RESEARCH: Doing less work and delegating responsibility may make partners wealthier

Doing less work may make solicitors more profitable as long as they are supervising staff properly, according to a survey published this week.

However, the research also revealed a yawning gap in profitability between firms.

The report showed that profits per equity partner in a quarter of lowest earning firms with between two to four partners were as little as 37,626 by contrast with 105,526 for firms in the upper quartile.

In firms of between 11 and 25 partners, the figures were 83,900 and 130,210 respectively.

The survey commissioned by the Law Society's law management section (LMS) and prepared and sponsored by accountants BDO Stoy Hayward, showed that a key factor in profitability was the ratio of fee earners to equity partners.

'Generally, the higher a firm's gearing [the greater the number of fee earners per equity partner employed] the better its profitability,' the survey found.

However, two key provisos to that principle were that junior staff must be properly supervised and that work which could be delegated was available within the firm.
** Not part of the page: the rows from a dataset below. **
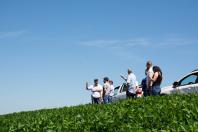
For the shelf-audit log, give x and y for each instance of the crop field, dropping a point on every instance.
(163, 113)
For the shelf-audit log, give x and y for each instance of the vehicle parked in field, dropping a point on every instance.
(187, 84)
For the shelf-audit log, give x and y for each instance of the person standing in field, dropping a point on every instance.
(157, 80)
(149, 74)
(96, 91)
(132, 84)
(112, 90)
(106, 91)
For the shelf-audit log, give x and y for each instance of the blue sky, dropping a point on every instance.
(49, 49)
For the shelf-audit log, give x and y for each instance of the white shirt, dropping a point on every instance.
(149, 74)
(112, 90)
(107, 88)
(131, 80)
(98, 88)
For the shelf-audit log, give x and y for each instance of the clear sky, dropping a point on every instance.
(49, 49)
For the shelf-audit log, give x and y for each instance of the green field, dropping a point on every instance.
(174, 112)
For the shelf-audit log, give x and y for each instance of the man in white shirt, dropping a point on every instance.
(149, 75)
(131, 84)
(112, 90)
(106, 91)
(96, 91)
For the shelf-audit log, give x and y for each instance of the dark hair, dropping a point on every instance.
(157, 69)
(106, 79)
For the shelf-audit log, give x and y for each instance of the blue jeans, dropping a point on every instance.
(106, 99)
(156, 90)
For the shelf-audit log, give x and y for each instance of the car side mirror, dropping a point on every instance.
(175, 84)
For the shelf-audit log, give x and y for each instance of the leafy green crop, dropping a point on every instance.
(163, 113)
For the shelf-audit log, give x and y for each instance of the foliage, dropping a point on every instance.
(162, 113)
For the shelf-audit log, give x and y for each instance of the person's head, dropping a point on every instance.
(96, 81)
(111, 82)
(106, 79)
(129, 71)
(157, 69)
(149, 64)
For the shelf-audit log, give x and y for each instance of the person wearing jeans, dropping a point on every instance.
(106, 91)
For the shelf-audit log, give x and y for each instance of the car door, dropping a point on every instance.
(188, 84)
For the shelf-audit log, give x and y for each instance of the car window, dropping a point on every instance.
(191, 79)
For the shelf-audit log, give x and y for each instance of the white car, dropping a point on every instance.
(187, 84)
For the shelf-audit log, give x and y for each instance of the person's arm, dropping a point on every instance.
(156, 74)
(123, 77)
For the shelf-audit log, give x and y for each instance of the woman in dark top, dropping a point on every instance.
(157, 80)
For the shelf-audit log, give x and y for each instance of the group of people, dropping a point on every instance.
(150, 85)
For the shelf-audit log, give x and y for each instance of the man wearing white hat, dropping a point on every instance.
(131, 84)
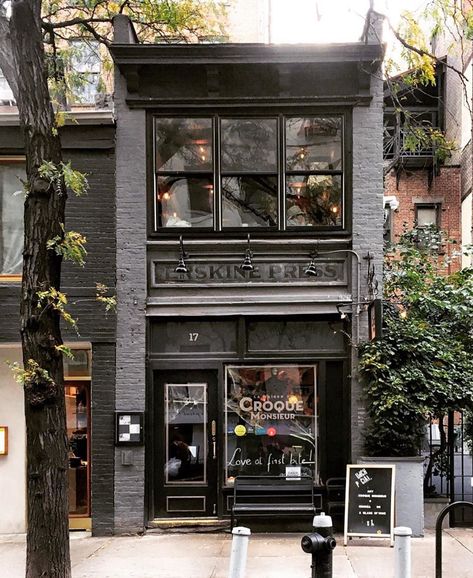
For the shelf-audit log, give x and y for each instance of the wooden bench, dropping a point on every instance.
(272, 496)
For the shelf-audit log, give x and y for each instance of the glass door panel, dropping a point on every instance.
(77, 412)
(186, 433)
(186, 443)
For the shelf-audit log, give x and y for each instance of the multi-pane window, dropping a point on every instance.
(427, 215)
(85, 65)
(12, 198)
(273, 173)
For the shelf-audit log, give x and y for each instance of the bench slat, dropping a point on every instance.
(272, 496)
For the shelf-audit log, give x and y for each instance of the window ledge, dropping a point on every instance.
(10, 279)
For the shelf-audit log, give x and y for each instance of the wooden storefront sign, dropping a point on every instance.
(369, 501)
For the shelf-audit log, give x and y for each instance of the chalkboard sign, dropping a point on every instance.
(369, 501)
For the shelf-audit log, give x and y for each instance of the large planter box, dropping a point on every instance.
(432, 508)
(409, 504)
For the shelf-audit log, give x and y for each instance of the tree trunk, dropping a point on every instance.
(46, 436)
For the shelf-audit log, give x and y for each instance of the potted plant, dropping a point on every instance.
(421, 368)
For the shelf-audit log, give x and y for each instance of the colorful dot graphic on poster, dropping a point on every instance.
(240, 430)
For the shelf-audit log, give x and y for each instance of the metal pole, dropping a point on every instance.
(402, 552)
(241, 537)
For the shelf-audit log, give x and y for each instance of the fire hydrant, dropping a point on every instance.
(320, 544)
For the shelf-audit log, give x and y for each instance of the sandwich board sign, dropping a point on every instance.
(369, 501)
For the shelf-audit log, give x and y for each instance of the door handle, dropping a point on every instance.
(213, 431)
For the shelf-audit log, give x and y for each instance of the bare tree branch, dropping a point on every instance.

The survey - which gathered information from 132 LMS-member firms nationwide, mainly from those of between two to 25 partners - also found that in medium-sized practices, fee earners had to earn around 27,000 in addition to their own and their secretarial salaries before they would start to generate profits, owing to the cost of additional overheads.

The report's author, Andrew Otterburn, said firms which 'really had their act together' were delegating and supervising work well and keeping a tight control on the number of files fee earners were dealing with.

'Overworked fee earners can't turn round work effectively or give the levels of service which bring clients back or encourage client recommendations,' he added.

The report also showed stark differences between the amounts that firms were spending on marketing.

A quarter of firms between two to four partners spent as little as 325 per fee earner on marketing annually whereas those in the upper quartile spent 1,222.

The figures for firms of between 11 and 25 partners were 1,211 per fee earner in the lower quartile as against 2,536 among those in the upper quartile.

Mr Otterburn said the figures showed that some firms appeared to be failing to put enough into raising their profiles and attracting new work.

'At the extreme, firms pay for an advert in Yellow Pages but little more than that,' he said.